Next morning there appeared in the “San Francisco Examiner” a “feature story” to the effect that Upton Sinclair had ordered two Shredded Wheat Biscuit in the dining-room of the Hotel St. Francis, and when rendered a bill for twenty-five cents had refused to pay it and had raised a disturbance in the dining-room. Immediately, of course, the great concrete wall turned into a news-channel once again, and people in Vancouver and Buenos Aires, in Johannesburg and Shanghai and Auckland, who had last heard of Upton Sinclair as working as a steward on Howard Gould’s yacht, now heard of him as raising a disturbance over Shredded Wheat Biscuit in a hotel dining-room. “Upton Sinclair Rages,” runs the headline in the “Los Angeles Examiner.” An actress by the name of Rose Stahl was playing up in Seattle, and her publicity man must have seen an opportunity to “get in on the game.” In the afternoon paper there appeared a story to the effect that Rose Stahl had telegraphed me twenty-five cents with which to pay for my Shredded Wheat Biscuit. Rose Stahl did not actually send me the twenty-five cents; at any rate I never received it; she merely gave out the story that she was sending it, and the concrete wall remained a news-channel long enough to convey this report.
I stop and wonder: will my readers find it possible to believe these tales? So many, many things happening to one man! There is something suspicious about it—where there is so much smoke, surely there must have been at least one tiny spark of fire! Did I not really raise a disturbance, just the tiniest little bit of a disturbance—such as would have caused the people at the next table to desist from their conversation and look at me?
All that I can do is to remind the reader of the pledge I gave at the beginning of this book: I am telling the truth, the whole truth, and nothing but the truth.
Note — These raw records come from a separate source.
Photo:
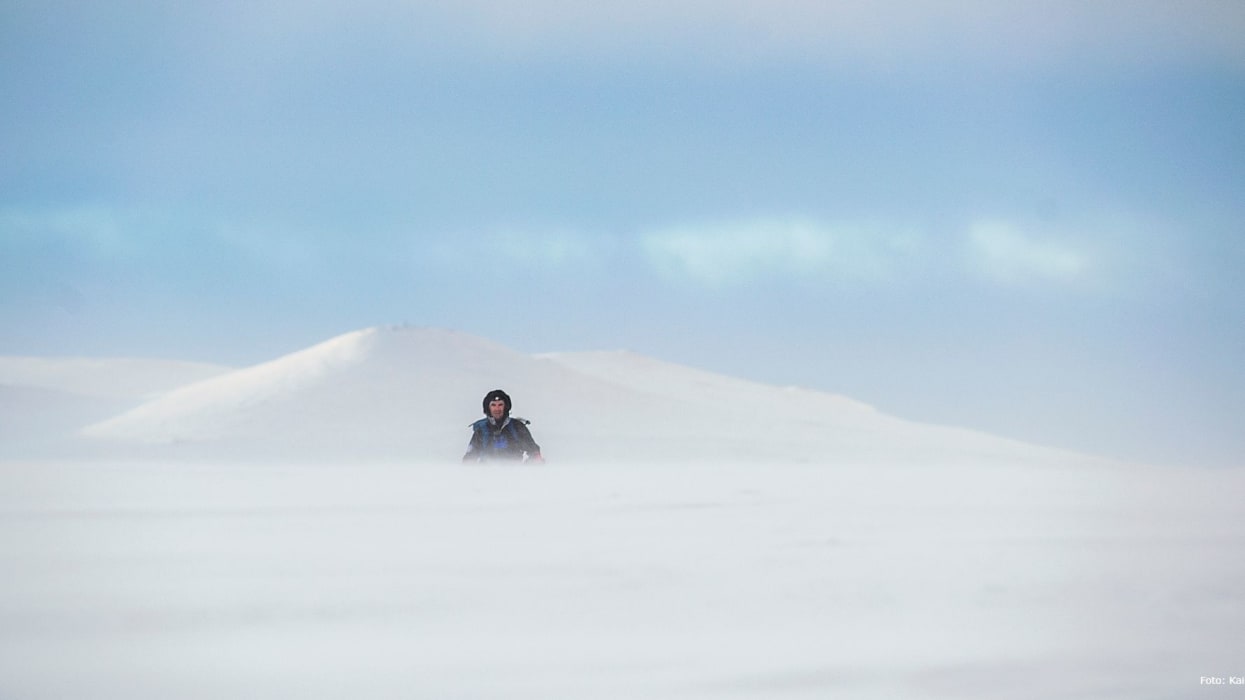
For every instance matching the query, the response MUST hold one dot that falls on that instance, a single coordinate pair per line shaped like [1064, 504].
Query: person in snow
[499, 436]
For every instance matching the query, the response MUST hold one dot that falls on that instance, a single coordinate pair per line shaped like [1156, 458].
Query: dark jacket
[508, 439]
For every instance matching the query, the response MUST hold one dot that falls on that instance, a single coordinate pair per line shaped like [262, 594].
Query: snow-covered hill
[45, 401]
[408, 394]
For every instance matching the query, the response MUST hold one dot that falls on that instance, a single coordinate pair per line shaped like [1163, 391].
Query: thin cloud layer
[1004, 253]
[845, 33]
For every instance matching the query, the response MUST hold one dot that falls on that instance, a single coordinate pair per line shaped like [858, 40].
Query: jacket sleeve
[526, 440]
[474, 446]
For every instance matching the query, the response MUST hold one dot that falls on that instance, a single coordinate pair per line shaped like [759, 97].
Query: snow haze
[301, 527]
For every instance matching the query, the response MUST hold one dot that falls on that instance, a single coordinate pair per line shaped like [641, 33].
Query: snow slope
[45, 401]
[148, 581]
[410, 392]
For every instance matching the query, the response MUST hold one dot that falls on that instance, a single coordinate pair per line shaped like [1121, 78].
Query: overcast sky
[1026, 219]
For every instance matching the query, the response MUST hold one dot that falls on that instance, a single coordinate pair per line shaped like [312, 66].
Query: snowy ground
[191, 581]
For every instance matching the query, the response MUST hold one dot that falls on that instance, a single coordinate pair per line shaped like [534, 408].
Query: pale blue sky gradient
[1028, 221]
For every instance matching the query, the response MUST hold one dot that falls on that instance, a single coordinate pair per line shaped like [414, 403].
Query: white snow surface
[401, 392]
[301, 528]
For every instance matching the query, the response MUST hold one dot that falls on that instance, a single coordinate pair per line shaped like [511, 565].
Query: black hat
[497, 395]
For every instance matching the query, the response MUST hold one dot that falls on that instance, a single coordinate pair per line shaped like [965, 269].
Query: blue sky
[1025, 219]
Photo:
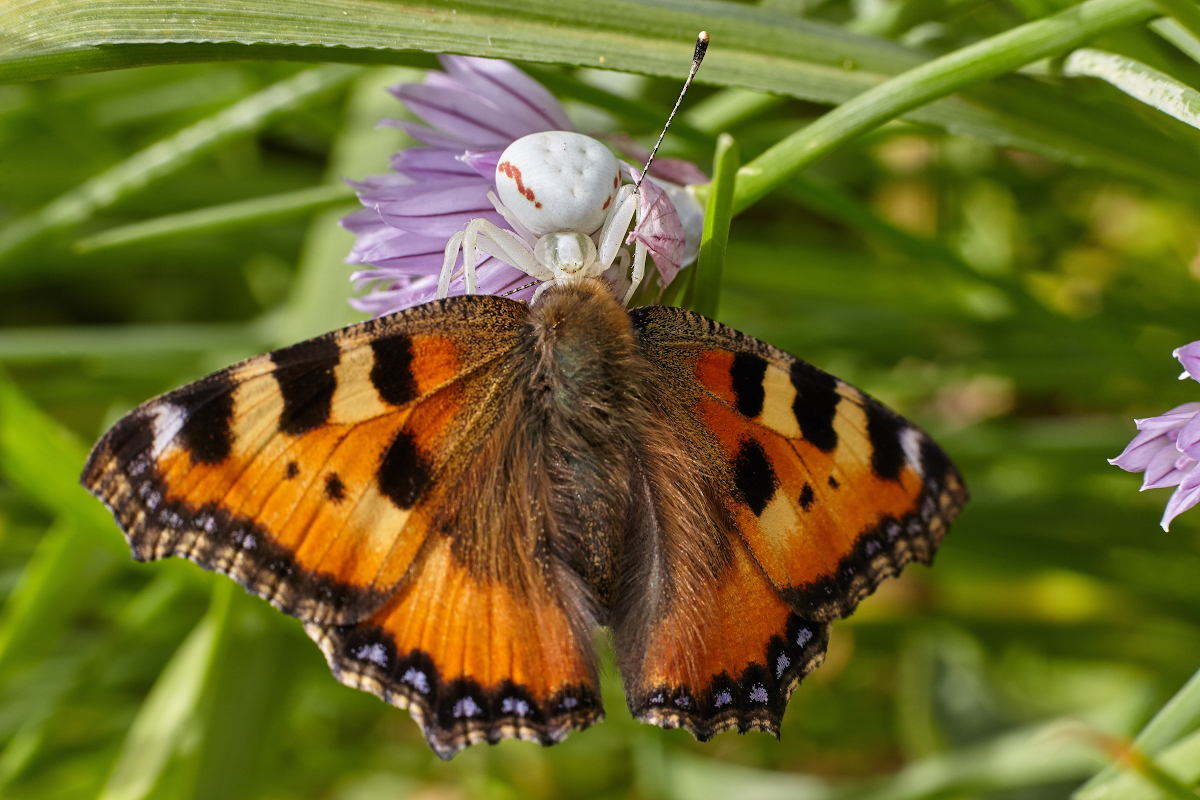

Not only did I not raise a disturbance in the dining-room of the Hotel St. Francis, I never in my life raised a disturbance in a public dining-room, nor in any other public place so far as I can recollect. The one act that might be called a “disturbance” was that which I performed in front of the office of John D. Rockefeller, Jr., during the Colorado coal-strike; it consisted of walking up and down in absolute silence with a band of crepe around my arm. On several other occasions I have made Socialist speeches, and the newspapers have seen fit to write these up as if they were disturbances; but I have never in my life engaged in any sort of altercation or controversy in a public place. I am by instinct shy, and I don’t go into public at all, except I am carried by some conviction. As a little boy I got into one or two fights, and got a bloody nose each time, but since the age of eleven or twelve I have never struck a human being, and can only remember threatening to do so on one occasion—in a public park, when I saw an old bootblack beating a very small boy. As for raising a disturbance with a waiter, I can only say that when a poor wage-slave in a leisure-class hotel brings me an improper bill, my impulse is to give him, not a scolding, but an I. W. W. tract. My anger is reserved for the management of the hotel which is robbing me, and I give vent to this anger in a polite letter, which causes the management to rob me still further. As Shakespeare says:
Who steals my purse steals trash;
But he that filches from me my good Name,
Robs me of that which not enriches him,
And leaves me poor indeed.
My wife reads this story, and laughs; she says the world will find me comical, defending myself so very solemnly against a comical charge. Well, I am not without a sense of humor; I look back in retrospect, and have not a little fun over my “monkey diet” days. But I am serious in this book, and if you will bear with me to the end, you will see why; you will see this same predatory Journalism, which made a “monkey” out of me, engaged in blasting the best hopes of mankind, and perpetuating slavery and torment for hundreds of millions of people.